REPUBLIKA.CO.ID, JAKARTA -- Keputusan penghentian pembahasan revisi UU Pilpres sempat diwarnai aksi walkout Achmad Yani dari Fraksi PPP dan Djamal Azis dari Fraksi Hanura. Yani mengatakan, fraksinya tidak ingin bertanggung jawab atas keputusan yang diambil di Baleg.
"Ini soal pandangan politik fraksi kami. Izinkan kami dari PPP tidak ikut membahas ini," katanya, Kamis (3/10).
Yani prinsipnya PPP ingin agar pembahasan revisi UU Pilpres dilakukan. Dengan penghentian ini maka dia meminta revisi UU Pilpres harus dibawa ke paripurna untuk mendapat persetujuan dicabut dari Prolegnas. "Ini tidak bisa dicabut sepihak dari porlegnas. Prolegnas kan ditentukan bersama," ujarnya.

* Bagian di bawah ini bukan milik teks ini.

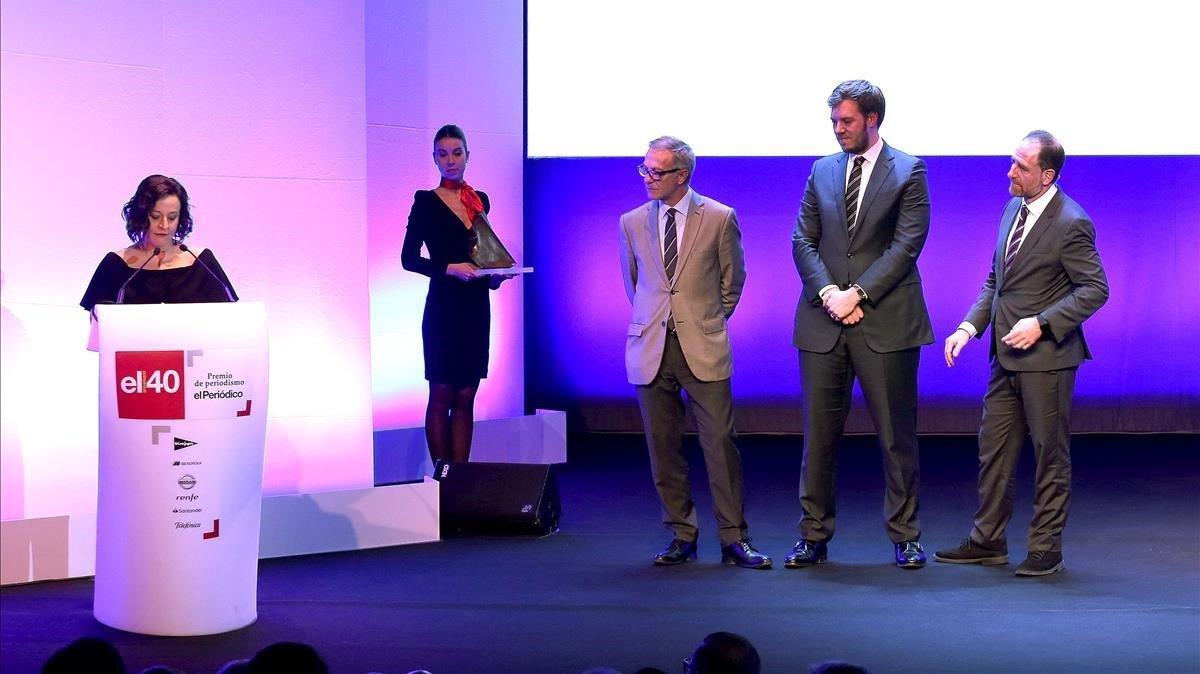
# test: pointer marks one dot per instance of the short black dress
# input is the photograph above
(172, 286)
(457, 313)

Djamal menambahkan, penghentian pembahasan revisi UU Pilpres menghilangkan semangat perbaikan demokrasi. Karena dari empat undang-undang yang tergabung dalam undang-undang paket politik, hanya UU Pilpres yang tidak selesai dibahas. "Berarti dengan ini tidak bisa lagi memenuhi harapan," katanya.

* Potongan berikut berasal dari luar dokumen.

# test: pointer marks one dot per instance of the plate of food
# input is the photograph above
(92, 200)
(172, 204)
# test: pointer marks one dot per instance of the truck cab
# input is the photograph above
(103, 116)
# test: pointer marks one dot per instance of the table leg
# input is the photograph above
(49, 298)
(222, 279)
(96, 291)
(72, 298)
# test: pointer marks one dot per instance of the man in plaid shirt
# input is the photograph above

Djamal melihat ada kepentingan partai besar di balik penghentian pembahasan revisi UU Pilpres. Penghetian ini dengan sendirinya akan membuat partai-partai besar mendominasi bursa calon presiden di pilpres 2014. "Ini kepentingan partai besar," ujarnya.
Ketua Panja revisi UU Pilpres, Anna Mu'awanah menjelaskan, dengan penghentian ini maka penyelenggaraan pilpres 2014 menggunakan undang-undang lama. KPU menurutnya tidak lagi memiliki alasan untuk melakukan penyusunan aturan pilpres 2014.
"Untuk hal-hal yang bersifat teknis seperti pencoblosan, dana kampanye, mengacu pada UU lama," kata.
Politisi PKB ini mengaku sudah berupaya mengkomodasi berbagai usulan dan masukan dalam rumusan draft revisi UU Pilpres. Kalau pun pada akhirnya rumusan tersebut tidak jadi disahkan, Panja pasati bisa menerima. "Kalau memang dihentikan kami setuju saja," ujarnya.